Quem são os únicos que ganham com a exigência do mestrado? As universidades, que naturalmente vão aumentar os seus cursos e acessos, acumulando fortunas ao longo dos anos.
Em síntese podemos destacar 2 das maiores desvantagens que põem em causa, centenas ou milhares de juristas a ingressar na ordem, ou pelo menos tentar:
- Aumento da despesa, de custo elevado, em que muitos terão que deitar por terra o seu sonho, por não terem condições económicas para continuar os estudos, e dessa forma verem-se forçados a não ingressar no estágio;
- Aumento dos anos de estudo exigidos, para 8 anos, contando com licenciatura, mestrado e estágio, que para um aluno de 18 anos que ingresse na universidade, só consegue exercer, se nada falhar, aos 26 anos de idade, pondo em causa a Independência de um jovem estudante, tão desejada, e cada vez mais longínqua.
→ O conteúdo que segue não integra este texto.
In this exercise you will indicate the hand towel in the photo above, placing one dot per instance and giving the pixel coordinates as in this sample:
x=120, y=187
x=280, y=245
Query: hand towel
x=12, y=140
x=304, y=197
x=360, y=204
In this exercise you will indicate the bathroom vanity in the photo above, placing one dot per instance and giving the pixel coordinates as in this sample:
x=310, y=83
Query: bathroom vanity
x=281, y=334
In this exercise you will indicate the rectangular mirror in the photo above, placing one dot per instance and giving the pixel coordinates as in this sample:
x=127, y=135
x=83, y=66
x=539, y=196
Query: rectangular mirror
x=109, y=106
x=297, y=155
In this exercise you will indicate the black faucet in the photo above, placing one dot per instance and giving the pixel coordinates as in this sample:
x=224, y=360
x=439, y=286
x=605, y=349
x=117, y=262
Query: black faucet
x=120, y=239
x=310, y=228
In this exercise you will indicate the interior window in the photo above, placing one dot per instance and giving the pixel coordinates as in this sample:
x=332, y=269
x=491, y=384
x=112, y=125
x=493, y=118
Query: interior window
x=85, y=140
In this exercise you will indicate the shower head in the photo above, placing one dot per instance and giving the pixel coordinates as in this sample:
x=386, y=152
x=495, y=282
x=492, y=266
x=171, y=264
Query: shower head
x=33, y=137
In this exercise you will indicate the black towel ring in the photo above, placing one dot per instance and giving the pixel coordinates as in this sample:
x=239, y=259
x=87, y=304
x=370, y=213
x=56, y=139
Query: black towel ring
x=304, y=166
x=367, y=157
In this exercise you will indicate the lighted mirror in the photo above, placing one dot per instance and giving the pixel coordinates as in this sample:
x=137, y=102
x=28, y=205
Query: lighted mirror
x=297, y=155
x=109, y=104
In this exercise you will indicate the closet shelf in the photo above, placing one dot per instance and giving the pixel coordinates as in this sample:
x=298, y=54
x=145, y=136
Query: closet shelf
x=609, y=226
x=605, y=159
Vivemos tempos incertos, do ponto de vista social e económico. Exigir numa altura destas que um jovem estudante, licenciado em direito, tenha que tirar obrigatoriamente o mestrado, é esmagar por completo os seus sonhos, a sua vida. Não estamos a falar de uma maior preparação, que todos concordamos que é necessária, cada vez mais. Agora há formas de tentar exigir mais competências, sem estas necessidades, limitadoras, restritas, impiedosas que querem impor.
De relembrar, que tais tentativas de impor o mestrado como condição no acesso ao estágio, não é inovadora, não tendo porem merecido acolhimento mais recente, no estatuto da ordem dos advogados.
Esperemos que pese embora possa ser aprovada esta alteração ao Estatuto da Ordem dos Advogados, a Assembleia da República chumbe tal alteração.